Çalan düdüğün sebebi oyuncu değişikliğiydi. Hepsi sahaya baktığında Yeonjun'un kenarda oyuna girmek için hazırlandığını görebilmekteydi.

Bu durum en çok Beomgyu'yu rahatsız ediyordu. Tekrar yaşanacak olası bir sakatlanmadan korkuyordu. Yeonjun, onun için sadece sıradan bir insandan ibaret değildi.

Skor tablosuna bakıldığında maç uzatmalara gitmişti. Şimdi ise penaltı atışları vardı.

Yeonjun, maçlarda genel olarak kontrolu daha yüksek bir oyuncu olduğu için koç onu oyuna sokmakta hiç tereddüt etmemişti.

İşte... Şimdi geçen sene kılpayı kaçan kupayı kaldırmak için son bir gol gerekliydi.

Bunun için en iyi oyuncu ise Yeonjun'du.

Topu belirlenen yere koyup geriye çıktığında hakemin düdüğünü bekledi. Sonrasında ise amigo kulübesine baktı.

Herkes bugüne kadar pek çok fedakarlık yapmıştı. Jeongin de dahil olmak üzere...

Kimi zaman derslere yetişememiş, kimi zaman fiziksel olarak yorgun düşmüş, kimi zaman kendilerine destek çıkan birilerini görememişlerdi arkalarında. Ama buna rağmen finale kalmışlardı.

En son Beomgyu'da takıldı gözü. Bu golü atarsa Beomgyu'ya açılacağına dair şartladı kendisini. Ki bu yüzden bile ayağının acısını görmezden gelebilirdi.

Hakemin düdüğü çaldığında tribünlerde oluşan sessizlik başını zonklatmıştı. Sonrasında geriye doğru açıldı ve kaleciyi tanıdı. Aldığı son nefesle en kontrollü olduğunu düşündüğü ayağıyla güçlü bir şekilde topa vurdu.

Nişan aldığı kaleden çıkan file sesiyle kalabalığın gürültüsü birbirine karışırken başardığını hissetti.
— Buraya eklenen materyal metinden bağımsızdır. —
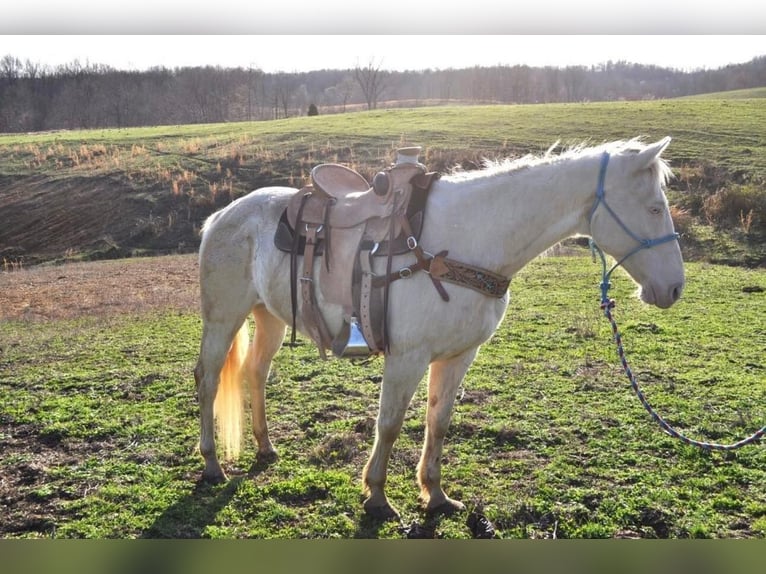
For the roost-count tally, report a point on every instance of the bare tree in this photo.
(371, 80)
Sonrasında ise arkadaşlarının kolları arasında kendinden geçiyordu.

Maç bitiş düdüğü duyulduktan sonra turnuvaya katılmış olan tüm takımlar sahaya çağırıldı.

Futbol takımları öndeyken amigo takımları da onların arkasındaydı. Yalnızca **** Üniversitesi futbol takımı öğrencileri arkada ve amigo takımları öndeydi. Futbol takımı, amigoların gösterdiği üstün çabaların farkındalardı.